Now you can set up write access to the USB stick. Select it and try to create a new directory on it (I like to call this test directory just “t”, because that’s the default letter offered by the pop-up keyboard). This should bring up the “Write access to external memory card” dialogue box. Follow the instructions and you’re good to go.

When you’ve done that you can test writeability by deleting your test directory. You can now be confident that you can write to this device.

I’ve found the odd occasion when, for some unknown reason, this process won’t work and the “Write access…” dialogue box won’t show up. You’re now what we technically call “stuffed”. Without that dialogue box you’re never going to be able to write to the new storage.

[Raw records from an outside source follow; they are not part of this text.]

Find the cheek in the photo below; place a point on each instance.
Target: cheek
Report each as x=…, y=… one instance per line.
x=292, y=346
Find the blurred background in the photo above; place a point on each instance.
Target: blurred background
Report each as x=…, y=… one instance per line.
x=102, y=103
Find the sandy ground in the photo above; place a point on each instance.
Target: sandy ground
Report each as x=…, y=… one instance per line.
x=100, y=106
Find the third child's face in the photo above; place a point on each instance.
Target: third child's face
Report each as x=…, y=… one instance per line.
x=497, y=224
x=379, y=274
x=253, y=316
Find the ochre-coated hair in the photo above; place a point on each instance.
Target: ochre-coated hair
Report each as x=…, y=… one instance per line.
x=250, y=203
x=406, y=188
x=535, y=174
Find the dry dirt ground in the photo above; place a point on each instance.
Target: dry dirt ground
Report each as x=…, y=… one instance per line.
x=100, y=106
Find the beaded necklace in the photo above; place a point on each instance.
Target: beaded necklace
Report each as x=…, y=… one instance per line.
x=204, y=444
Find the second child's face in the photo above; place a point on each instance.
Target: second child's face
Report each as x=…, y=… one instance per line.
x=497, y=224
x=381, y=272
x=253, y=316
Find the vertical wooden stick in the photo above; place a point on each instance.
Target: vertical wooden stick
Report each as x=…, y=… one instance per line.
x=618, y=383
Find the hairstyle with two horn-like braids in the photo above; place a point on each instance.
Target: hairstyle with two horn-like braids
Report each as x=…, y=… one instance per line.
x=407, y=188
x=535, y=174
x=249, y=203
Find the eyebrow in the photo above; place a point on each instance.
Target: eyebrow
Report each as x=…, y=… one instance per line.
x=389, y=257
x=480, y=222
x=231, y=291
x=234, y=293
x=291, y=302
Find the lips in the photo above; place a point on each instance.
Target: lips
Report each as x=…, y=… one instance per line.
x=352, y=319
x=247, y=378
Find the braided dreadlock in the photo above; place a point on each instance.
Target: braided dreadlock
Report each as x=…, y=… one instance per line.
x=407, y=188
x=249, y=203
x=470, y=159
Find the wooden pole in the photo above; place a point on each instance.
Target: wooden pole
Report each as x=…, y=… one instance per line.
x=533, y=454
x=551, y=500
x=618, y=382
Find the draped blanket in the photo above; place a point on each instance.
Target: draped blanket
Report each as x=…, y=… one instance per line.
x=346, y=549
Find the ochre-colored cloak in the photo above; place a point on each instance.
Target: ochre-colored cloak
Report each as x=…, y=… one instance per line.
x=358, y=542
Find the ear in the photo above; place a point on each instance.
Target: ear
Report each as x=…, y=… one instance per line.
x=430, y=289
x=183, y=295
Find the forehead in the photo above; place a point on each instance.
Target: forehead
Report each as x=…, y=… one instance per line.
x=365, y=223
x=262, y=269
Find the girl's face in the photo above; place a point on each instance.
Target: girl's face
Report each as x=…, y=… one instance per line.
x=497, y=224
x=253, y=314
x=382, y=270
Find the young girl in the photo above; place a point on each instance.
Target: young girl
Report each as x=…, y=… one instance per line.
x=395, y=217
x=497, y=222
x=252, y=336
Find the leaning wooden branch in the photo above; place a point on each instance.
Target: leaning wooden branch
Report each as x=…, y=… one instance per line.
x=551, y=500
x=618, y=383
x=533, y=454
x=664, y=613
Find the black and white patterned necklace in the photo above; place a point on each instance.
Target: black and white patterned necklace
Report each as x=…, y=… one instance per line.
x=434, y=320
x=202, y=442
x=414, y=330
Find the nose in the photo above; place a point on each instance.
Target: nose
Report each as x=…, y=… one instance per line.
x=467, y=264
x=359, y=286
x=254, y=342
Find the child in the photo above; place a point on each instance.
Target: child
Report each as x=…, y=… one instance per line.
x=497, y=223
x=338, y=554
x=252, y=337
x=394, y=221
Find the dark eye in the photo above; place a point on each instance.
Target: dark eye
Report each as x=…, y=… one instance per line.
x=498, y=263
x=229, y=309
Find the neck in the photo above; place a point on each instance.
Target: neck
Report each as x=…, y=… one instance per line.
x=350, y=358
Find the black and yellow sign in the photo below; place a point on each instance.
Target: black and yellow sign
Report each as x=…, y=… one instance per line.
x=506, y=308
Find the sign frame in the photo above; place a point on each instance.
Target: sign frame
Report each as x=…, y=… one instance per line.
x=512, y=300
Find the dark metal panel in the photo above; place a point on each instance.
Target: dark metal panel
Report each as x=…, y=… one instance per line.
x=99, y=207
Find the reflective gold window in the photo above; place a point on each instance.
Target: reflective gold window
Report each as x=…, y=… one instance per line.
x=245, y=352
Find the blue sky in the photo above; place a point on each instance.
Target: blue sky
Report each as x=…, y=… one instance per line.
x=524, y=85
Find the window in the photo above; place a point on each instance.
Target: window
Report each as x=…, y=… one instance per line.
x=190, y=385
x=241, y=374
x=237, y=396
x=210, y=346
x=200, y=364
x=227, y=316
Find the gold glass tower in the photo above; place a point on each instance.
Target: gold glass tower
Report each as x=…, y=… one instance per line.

We now enter the realm of magic.

I THINK this should probably work. Enter screen recording (hold down the O touch key on the game controller). Manually record something, anything…

The Android system (not X-plore) will be able to write to the USB stick, and the new recording will appear ON THE USB STICK under Android/media/com.nvidia.nvgamecast/Game Recordings.

Now open X-plore. Find the new recording on the USB stick. Try to delete it. This should now bring up the desired dialogue box. Follow the instructions and you’ll have write access.

All of the foregoing will work with any USB drive, whether it’s 2.0 or 3.0 or later. But as the Shield’s equipped to handle the very much faster 3.0 USB drives it makes sense to use them whenever possible.